Bits: Google+ Gains Traction, Researcher Says

Julian Staratenschulte/European Pressphoto Agency

Google’s mission to compete with Facebook in social networking may be gaining speed.

On Tuesday Paul Allen, a researcher, published an analysis saying that Google+, the company’s social networking service, has reached 62 million registered users. More important, one-quarter of all users signed up in December alone, he said, putting it on a path to sustained global growth.

Mr. Allen has an admitted self-interest in seeing Google+ succeed; he makes applications designed to be used on social networks. And his methodology in coming up with the number of users is innovative, and not exactly ironclad. He gathered from the United States Census Bureau a list of 400 surnames that are uncommon in the United States, like Distler, Wooding and Loup. Using Elance, a Web site where freelancers bid for jobs, he got a count of the number of people with those names on Google+, and extrapolated from his list what those numbers say about the overall population of Google+.

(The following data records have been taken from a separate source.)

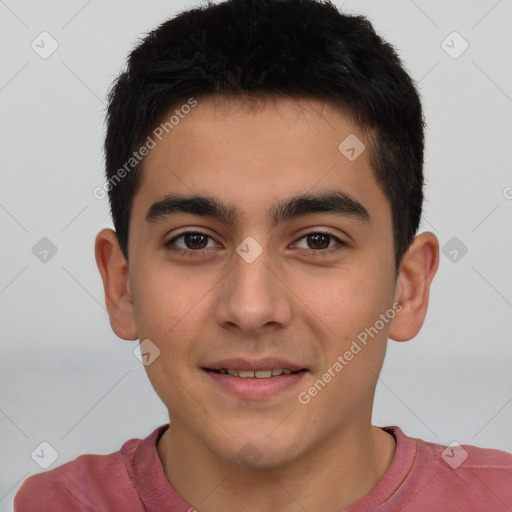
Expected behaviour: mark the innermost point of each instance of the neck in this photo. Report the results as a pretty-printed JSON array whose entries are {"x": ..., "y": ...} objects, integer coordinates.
[{"x": 330, "y": 477}]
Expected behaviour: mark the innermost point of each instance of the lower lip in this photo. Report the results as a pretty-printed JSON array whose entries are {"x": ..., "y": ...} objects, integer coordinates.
[{"x": 254, "y": 388}]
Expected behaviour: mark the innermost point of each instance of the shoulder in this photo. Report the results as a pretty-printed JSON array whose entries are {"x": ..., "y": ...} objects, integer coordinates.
[
  {"x": 465, "y": 476},
  {"x": 90, "y": 482}
]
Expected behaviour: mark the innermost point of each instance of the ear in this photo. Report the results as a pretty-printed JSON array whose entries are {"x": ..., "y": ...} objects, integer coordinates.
[
  {"x": 114, "y": 274},
  {"x": 417, "y": 270}
]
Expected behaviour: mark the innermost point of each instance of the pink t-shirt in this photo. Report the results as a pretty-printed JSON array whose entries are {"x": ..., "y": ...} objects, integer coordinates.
[{"x": 423, "y": 477}]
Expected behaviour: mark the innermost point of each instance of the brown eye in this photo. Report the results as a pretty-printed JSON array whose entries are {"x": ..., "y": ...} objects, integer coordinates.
[
  {"x": 194, "y": 241},
  {"x": 319, "y": 244}
]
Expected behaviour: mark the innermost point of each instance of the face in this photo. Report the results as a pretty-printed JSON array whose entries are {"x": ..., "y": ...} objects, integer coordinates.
[{"x": 259, "y": 286}]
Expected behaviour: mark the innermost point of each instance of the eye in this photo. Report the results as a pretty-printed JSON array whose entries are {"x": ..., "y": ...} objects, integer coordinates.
[
  {"x": 195, "y": 242},
  {"x": 322, "y": 239}
]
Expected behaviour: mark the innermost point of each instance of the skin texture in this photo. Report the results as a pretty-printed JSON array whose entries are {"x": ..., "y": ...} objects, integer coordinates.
[{"x": 287, "y": 303}]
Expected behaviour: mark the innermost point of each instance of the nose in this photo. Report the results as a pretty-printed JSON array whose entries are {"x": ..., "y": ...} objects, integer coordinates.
[{"x": 254, "y": 298}]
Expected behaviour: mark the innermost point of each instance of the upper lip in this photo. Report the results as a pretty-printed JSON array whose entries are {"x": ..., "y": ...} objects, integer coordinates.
[{"x": 267, "y": 363}]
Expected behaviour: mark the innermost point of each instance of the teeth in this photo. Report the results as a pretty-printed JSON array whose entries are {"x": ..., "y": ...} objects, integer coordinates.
[
  {"x": 259, "y": 374},
  {"x": 263, "y": 374}
]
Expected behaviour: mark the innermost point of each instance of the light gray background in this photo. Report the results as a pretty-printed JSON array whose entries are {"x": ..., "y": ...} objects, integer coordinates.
[{"x": 68, "y": 380}]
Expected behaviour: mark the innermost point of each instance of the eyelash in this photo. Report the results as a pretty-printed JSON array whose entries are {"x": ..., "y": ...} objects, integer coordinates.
[{"x": 312, "y": 252}]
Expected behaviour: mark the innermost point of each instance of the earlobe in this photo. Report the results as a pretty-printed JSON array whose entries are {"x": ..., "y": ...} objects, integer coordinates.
[
  {"x": 417, "y": 270},
  {"x": 114, "y": 274}
]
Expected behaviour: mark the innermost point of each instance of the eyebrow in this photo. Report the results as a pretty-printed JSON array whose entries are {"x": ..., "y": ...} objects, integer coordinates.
[{"x": 336, "y": 202}]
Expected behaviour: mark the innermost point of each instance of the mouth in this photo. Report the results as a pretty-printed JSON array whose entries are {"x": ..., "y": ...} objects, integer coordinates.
[
  {"x": 258, "y": 374},
  {"x": 256, "y": 380}
]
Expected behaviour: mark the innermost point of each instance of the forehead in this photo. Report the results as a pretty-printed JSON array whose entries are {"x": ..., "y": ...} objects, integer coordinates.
[{"x": 251, "y": 154}]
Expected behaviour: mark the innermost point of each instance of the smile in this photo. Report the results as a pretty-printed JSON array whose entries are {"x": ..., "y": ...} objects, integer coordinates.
[{"x": 258, "y": 374}]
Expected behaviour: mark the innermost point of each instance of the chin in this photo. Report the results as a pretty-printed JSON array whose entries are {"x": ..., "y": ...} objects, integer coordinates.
[{"x": 259, "y": 451}]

Over time, Mr. Allen has changed the mix of names to try to reflect the number of people on Google+ outside the United States, where some of those names might be more common.

Mr. Allen also tracks his estimates against information Google provides about the population of Google+ during its quarterly earnings calls. In July, Google said Google+ had 10 million members. In October, the number was 40 million. Google does not supply additional information about the population of Google+.

In Mr. Allen’s analysis, the high percentage of new users matters, because it would mean Google is getting people to join at an accelerating rate. “It’s gaining 625,000 people a day,” Mr. Allen said in an interview. “In the last week of November it was signing up 199,000 a day.” By the end of this month, Mr. Allen thinks Google+ will have 65 million users. When Google next announces its earnings in mid-January, he said, “I expect Larry Page will announce they have 75 million people.”

Maybe so, but a more important issue is whether an acceleration in sign-ups will continue. There is some reason to believe it will, because social networks tend to become more useful to people as more people they know join them, and keep them entertained with status updates and links to other things on the Web. Also, new versions of Android, Google’s mobile operating system, will have automatic signups for Google+. That will drive traffic, possibly along with some usage-killing resentment from being dragooned into yet another social network.

“Projecting my numbers linearly, they’ll have 293 million people by the end of 2012,” Mr. Allen said. But, he added that he thinks things will really speed up, to 400 million users. “I’m very bullish,” he said.

While that number is still less than the minimum of 800 million people that Facebook claims (and its total is probably much higher than that, because Facebook would like to file for its initial public offering with some kind of eye-popping number), it would make Google+ the second-largest social network within 18 months of introduction.

Mr. Allen’s analysis doesn’t look at the important statistic of total time spent on Google+ per user, and whether that is increasing. That number tends to show loyalty, and provides advertisers with more clues about what to pitch users while they are on the site. Facebook’s new Timeline feature, which allows people to insert older photos and mementos to create a narrative of their lives, will probably increase time spent on Facebook, as well as decrease the chances that people will leave that site. Timeline will also, Mr. Allen noted, enable more app discovery, as people see what games, sites, and social tools their friends are using.

Mr. Allen’s guess about the population in Google+ is not the highest one around. Last week the Global Web Index analysis firm claimed that Google+ had 150 million members. But it didn’t say how it reached that figure.